The hooded man's first strike was a blur it was fast enough that Max barely raised the weapon in time. Metal clashed against metal, sparks snapping through the darkness. The impact jarred his wrists all the way to his shoulders.
"Too slow," the man said, stepping back. "Again."
That became the rhythm of their nights moving forward for a week of training inside a barrier unknown to Max so nobody could detect them.
On the first night.
Max learned quickly that the hooded man didn't waste words. Every movement was instruction. Every mistake was corrected with a precise tap of his daggers a shove, or a sweep that dumped Max flat onto his back.
His arms ached. His legs trembled. The sewer had been nothing compared to this.
"Your stance is weak," the man said after Max tripped over his own weapon for the fourth time.
"My stance is tired," Max muttered.
The man didn't smile. But he didn't disagree either.
The second night brought drills—endless drills. Swing. Block. Parry. Recover. Again and again until Max couldn't unclench his fingers from the hilt of his sword.
"Fight smart, not loud," the man said, moving around him like a drifting shadow. "You're thinking too much."
"Because every time I stop thinking, you hit me!"
"Then learn faster."
Max learned.
Slowly.
Painfully.
But he learned.
By the third night, the weapon felt less like a burden and more like an extension of Max's arm. It hummed when he gripped it, resonating with each swing. Sometimes he thought he felt it guide him with tiny shifts, and subtle nudges.
"Good," the man said after one particularly sharp combo. "It's responding to you."
"Is that… normal?"
"Nothing about that thing is normal."
The night ended with Max gasping for air, but standing, when the man launched a flurry of blows. He blocked two. One grazed him. One knocked him down. That counted as progress.
Max's days were spent resting. Meditation and drinking enhanced recovery potions from his strange teacher.
Rain poured over the courtyard, but the man insisted they continue.
Max slipped on the wet stones multiple times until the hooded man barked, "Use the ground. Don't fight against it."
Max adapted. Learned how to move differently with the slippery surface. How to pivot faster. How to fall without cracking or breaking something.
For the first time, the man's voice carried a hint of approval.
"Tonight we fight for real," the man said.
Max's heart jolted. "This whole week wasn't real?"
The man attacked without answering.
This time Max didn't fall immediately. He read the man's stance, blocked early strikes, and countered with moves the weapon seemed to help him shape his own. There were moments, brief, flickering moments when Max actually felt dangerous.

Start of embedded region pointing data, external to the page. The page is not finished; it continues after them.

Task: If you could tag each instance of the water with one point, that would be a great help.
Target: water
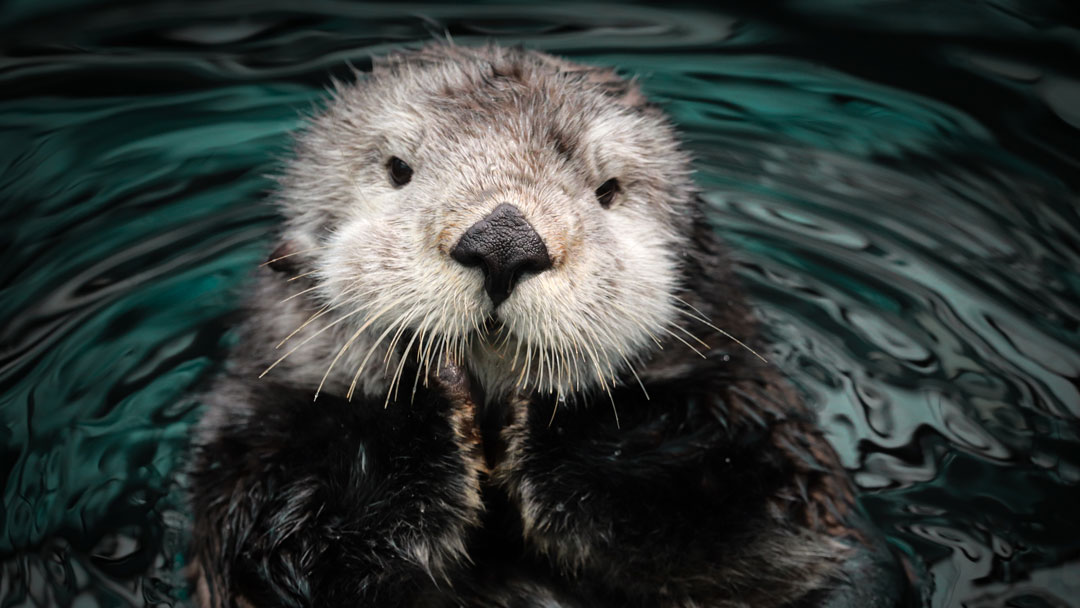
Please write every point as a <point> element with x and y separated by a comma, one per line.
<point>899,181</point>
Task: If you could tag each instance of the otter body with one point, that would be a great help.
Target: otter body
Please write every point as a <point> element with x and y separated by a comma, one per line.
<point>496,277</point>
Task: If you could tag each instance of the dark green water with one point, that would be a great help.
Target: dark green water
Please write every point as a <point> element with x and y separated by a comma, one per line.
<point>898,179</point>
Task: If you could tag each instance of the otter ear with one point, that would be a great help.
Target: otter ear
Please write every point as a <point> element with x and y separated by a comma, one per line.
<point>623,91</point>
<point>283,258</point>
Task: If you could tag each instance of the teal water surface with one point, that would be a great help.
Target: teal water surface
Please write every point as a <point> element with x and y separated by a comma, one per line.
<point>899,183</point>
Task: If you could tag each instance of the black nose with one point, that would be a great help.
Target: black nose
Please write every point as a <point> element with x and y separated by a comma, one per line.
<point>504,245</point>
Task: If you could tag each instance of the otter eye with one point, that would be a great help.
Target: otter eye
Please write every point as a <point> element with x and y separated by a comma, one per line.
<point>605,194</point>
<point>400,172</point>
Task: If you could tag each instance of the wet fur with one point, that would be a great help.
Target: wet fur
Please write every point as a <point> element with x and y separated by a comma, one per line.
<point>476,489</point>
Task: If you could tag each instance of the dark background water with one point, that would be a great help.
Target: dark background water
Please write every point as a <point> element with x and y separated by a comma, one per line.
<point>899,181</point>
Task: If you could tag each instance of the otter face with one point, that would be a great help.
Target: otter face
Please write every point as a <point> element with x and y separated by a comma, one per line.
<point>515,212</point>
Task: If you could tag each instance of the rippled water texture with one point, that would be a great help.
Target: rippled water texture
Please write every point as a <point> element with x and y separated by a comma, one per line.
<point>899,183</point>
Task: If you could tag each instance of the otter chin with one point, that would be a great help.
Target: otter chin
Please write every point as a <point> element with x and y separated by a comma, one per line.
<point>498,357</point>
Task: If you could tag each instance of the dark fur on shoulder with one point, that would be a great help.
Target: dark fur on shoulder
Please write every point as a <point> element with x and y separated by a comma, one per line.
<point>715,489</point>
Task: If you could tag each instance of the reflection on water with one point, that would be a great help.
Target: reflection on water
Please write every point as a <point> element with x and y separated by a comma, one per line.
<point>900,188</point>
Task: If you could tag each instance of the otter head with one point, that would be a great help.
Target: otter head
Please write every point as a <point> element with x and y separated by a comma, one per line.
<point>517,213</point>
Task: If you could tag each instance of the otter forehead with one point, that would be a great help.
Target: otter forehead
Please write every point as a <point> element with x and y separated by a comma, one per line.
<point>512,210</point>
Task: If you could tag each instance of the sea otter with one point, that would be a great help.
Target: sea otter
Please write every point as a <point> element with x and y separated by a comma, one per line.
<point>498,359</point>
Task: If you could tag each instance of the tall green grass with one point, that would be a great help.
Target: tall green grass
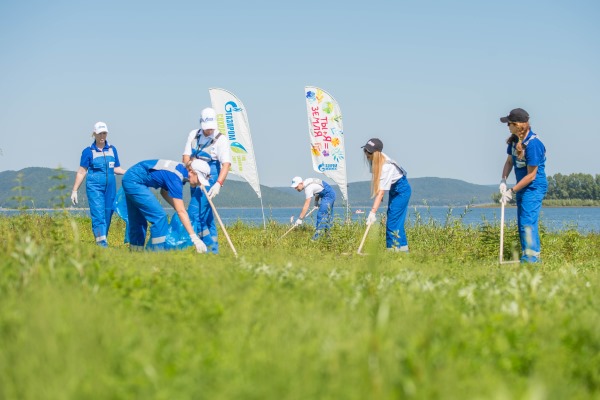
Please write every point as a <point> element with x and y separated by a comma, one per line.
<point>296,319</point>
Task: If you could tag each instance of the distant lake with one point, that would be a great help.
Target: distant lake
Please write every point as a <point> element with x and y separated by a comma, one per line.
<point>582,219</point>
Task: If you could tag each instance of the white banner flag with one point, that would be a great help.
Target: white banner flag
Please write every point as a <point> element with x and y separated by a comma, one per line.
<point>232,121</point>
<point>326,136</point>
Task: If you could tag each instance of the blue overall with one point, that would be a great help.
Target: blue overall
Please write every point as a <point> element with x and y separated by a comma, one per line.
<point>325,213</point>
<point>398,197</point>
<point>200,212</point>
<point>142,204</point>
<point>100,187</point>
<point>529,199</point>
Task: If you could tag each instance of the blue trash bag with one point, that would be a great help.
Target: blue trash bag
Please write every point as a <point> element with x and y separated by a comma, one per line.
<point>177,236</point>
<point>120,207</point>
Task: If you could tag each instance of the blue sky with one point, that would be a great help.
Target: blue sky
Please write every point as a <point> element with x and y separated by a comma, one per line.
<point>429,78</point>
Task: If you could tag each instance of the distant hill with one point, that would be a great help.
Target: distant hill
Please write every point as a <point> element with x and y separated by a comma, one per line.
<point>44,187</point>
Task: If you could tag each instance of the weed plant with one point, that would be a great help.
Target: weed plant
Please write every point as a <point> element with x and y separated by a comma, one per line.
<point>295,319</point>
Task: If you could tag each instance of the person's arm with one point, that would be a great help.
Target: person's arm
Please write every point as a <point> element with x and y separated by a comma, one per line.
<point>168,198</point>
<point>187,150</point>
<point>224,172</point>
<point>304,209</point>
<point>527,179</point>
<point>507,167</point>
<point>79,177</point>
<point>377,200</point>
<point>179,207</point>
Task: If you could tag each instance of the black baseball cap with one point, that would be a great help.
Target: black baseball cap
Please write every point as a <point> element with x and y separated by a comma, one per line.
<point>516,115</point>
<point>373,145</point>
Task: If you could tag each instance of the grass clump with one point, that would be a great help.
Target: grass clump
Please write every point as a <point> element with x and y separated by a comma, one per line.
<point>293,318</point>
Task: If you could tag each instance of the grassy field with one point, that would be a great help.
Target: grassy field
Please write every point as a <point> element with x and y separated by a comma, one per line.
<point>294,319</point>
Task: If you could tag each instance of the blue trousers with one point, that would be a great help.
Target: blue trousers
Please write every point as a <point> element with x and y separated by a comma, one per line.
<point>143,207</point>
<point>395,235</point>
<point>325,212</point>
<point>201,214</point>
<point>101,198</point>
<point>529,205</point>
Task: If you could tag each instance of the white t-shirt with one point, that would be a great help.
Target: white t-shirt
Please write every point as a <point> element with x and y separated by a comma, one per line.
<point>312,186</point>
<point>389,174</point>
<point>218,151</point>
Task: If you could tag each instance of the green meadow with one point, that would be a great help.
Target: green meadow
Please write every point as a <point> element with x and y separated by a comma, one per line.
<point>295,319</point>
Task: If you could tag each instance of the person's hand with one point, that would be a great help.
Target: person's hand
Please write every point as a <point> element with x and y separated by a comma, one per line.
<point>502,186</point>
<point>198,243</point>
<point>506,196</point>
<point>371,218</point>
<point>214,190</point>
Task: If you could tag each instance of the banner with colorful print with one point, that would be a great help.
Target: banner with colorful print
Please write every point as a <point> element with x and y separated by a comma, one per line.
<point>232,121</point>
<point>326,136</point>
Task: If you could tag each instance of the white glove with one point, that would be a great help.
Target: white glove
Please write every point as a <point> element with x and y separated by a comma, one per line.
<point>371,218</point>
<point>506,196</point>
<point>502,186</point>
<point>214,190</point>
<point>200,246</point>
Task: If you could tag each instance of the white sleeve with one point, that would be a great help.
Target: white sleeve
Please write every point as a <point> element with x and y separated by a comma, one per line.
<point>387,174</point>
<point>222,150</point>
<point>187,151</point>
<point>308,192</point>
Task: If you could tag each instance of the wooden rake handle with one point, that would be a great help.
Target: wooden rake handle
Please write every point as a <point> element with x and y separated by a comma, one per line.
<point>218,219</point>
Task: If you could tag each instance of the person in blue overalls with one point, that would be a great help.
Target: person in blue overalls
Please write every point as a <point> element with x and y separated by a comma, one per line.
<point>324,199</point>
<point>387,175</point>
<point>100,162</point>
<point>527,155</point>
<point>143,206</point>
<point>210,145</point>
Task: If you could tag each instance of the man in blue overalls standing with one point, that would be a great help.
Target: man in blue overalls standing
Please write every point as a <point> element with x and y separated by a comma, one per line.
<point>527,154</point>
<point>210,145</point>
<point>324,198</point>
<point>100,162</point>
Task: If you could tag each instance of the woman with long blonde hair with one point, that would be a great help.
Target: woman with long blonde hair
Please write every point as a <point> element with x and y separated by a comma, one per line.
<point>527,155</point>
<point>388,176</point>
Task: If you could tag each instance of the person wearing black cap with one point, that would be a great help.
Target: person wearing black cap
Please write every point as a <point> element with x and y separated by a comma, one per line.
<point>388,176</point>
<point>527,155</point>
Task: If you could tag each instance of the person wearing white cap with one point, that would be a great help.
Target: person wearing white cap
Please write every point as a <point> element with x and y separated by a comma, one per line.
<point>143,207</point>
<point>324,199</point>
<point>210,145</point>
<point>388,176</point>
<point>100,162</point>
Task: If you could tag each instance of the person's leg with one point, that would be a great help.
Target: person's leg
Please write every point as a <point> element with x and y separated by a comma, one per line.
<point>208,227</point>
<point>531,205</point>
<point>395,234</point>
<point>109,204</point>
<point>194,208</point>
<point>97,201</point>
<point>136,224</point>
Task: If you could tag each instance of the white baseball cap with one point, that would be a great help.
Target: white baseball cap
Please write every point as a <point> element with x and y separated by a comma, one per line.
<point>208,119</point>
<point>296,181</point>
<point>100,127</point>
<point>202,169</point>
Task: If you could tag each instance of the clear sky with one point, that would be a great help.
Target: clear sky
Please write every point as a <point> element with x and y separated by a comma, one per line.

When the man disarmed him with a twist of his wrist, Max growled and lunged to reclaim the weapon. The man raised a brow.
"You're learning to want the fight," he said. "Good. But don't let that desire get you killed. Now rest."
The week was coming to an end.
By now Max's body felt like a patchwork of bruises and exhaustion. But he kept going. Something inside him pride, maybe as he refused to give up.
The man increased the pace of their bouts, forcing Max to predict instead of react.
"Trust yourself," he said.
"I am!"
"Then why do you keep flinching before you attack?"
Max hadn't realized he was doing that. But by the end of the night, he corrected it.
The Final Bout on the last day.
The last night felt heavy, like the air itself knew something was ending. A weeklong war between a genius and his master.
The hooded man paced in front of him. "One week. You've survived that long. This final match will show whether you've learned anything."
Max nodded, tightening his grip on the weapon. It thrummed under his palms.
They clashed.
For the first minute, Max held his ground. He matched the man's rhythm, countered his steps, even forced him back once. A rush of triumph surged through him.
He pushed harder.
Too hard.
The man saw the overextension before Max even realized he'd made it. With one clean, elegant motion, the man swept Max's legs and pressed a gloved hand to his chest, pinning him to the ground.
Max gasped, the fight knocked out of him.
The hooded man didn't mock him. Didn't scold him. Instead, he stepped back and offered a hand to help Max up.
"That's enough," he said.
Max blinked, unsure if he'd heard right. "But… I lost."
"You weren't supposed to win." A faint smile tugged at the edge of the man's mouth beneath the hood. "You were supposed to grow. And you did."
Max stared at him, breath still shaking.
The man turned away, pulling his hood tighter against the night. "We will meet again, Max. When you're ready for the next step."
"Wait but when will that be?"
The man paused. "When the weapon tells you."
Before Max could ask another question, the hooded figure melted into the shadows, leaving Max alone in the quiet courtyard exhausted, bruised, and stronger than he'd been seven days ago.
But also aware that his journey was only beginning.